The research on the subject seems to be pointing to the fact that a lifestyle of calorie restriction not only extends life expectancy, it greatly enhances quality of life, regardless of how long a person lives.


Weight Watchers and Jenny Craig are also eating plans that are based on calorie restriction (sorry Marie and Valerie), not on some secret enzymatic response to eating a certain way. 

The science behind all of this is rather fascinating.  Science Daily recently published an article on the results of research by the Salk Institute for Biological Studies.  Scientists there have discovered that two enzymes working in tandem are responsible for determining the health benefits of a restricted diet.  In the journal Nature, the Salk team reported that roundworms that lacked one of the two enzymes did not live past life expectancy, even though they remained on a restricted diet.

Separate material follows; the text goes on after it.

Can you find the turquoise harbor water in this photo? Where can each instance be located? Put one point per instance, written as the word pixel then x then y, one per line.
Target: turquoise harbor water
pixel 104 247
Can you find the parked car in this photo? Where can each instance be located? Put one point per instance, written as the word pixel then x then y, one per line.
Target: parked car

The researchers go on to declare that there are 3 known genetic networks that when manipulated, ensure youthfulness (and you thought genetic testing was limited to CSI); one of those is clearly linked to diet restriction.

In 2008, the University of Texas at Austin reported on a study that links a calorie restricted diet and exercise to a reduction in post menopausal breast cancer risk.  Obesity, which is a risk factor for a plethora of medical ailments, can be manipulated through diet and exercise, so naturally diseases resulting from excessive calorie intake can be potentially reduced.

A low calorie diet alone won’t bring about radical health changes all by itself, even though it can help.  Nutritionally dense foods must be part of any low calorie eating plan in order to reap significant health benefits. For example, if you eat a bag of miniature Reese’s Peanut Butter Cups and nothing else the rest of the day, you would be consuming less than 1200 calories.  But nutritionally, your body would wonder when you were going to throw it a bone by eating some fruits and vegetables.

One diet that claims to provide a nutritionally dense, low calorie eating plan is the macrobiotic diet.  This diet focuses not only on the physical aspect of eating, but on its role in spiritual growth.  Based on tenets of Zen Buddhism, the plan is all about the balance of yin and yang.  Fifty percent of calories on a macrobiotic diet are grains, while the rest of them come from legumes, fermented soy and soup.  For more information on this particular diet (which also focuses on organic food, which helps support local farmers and community gardens), read “The Cancer Prevention Diet” by Micho Kushi and Alex Jack.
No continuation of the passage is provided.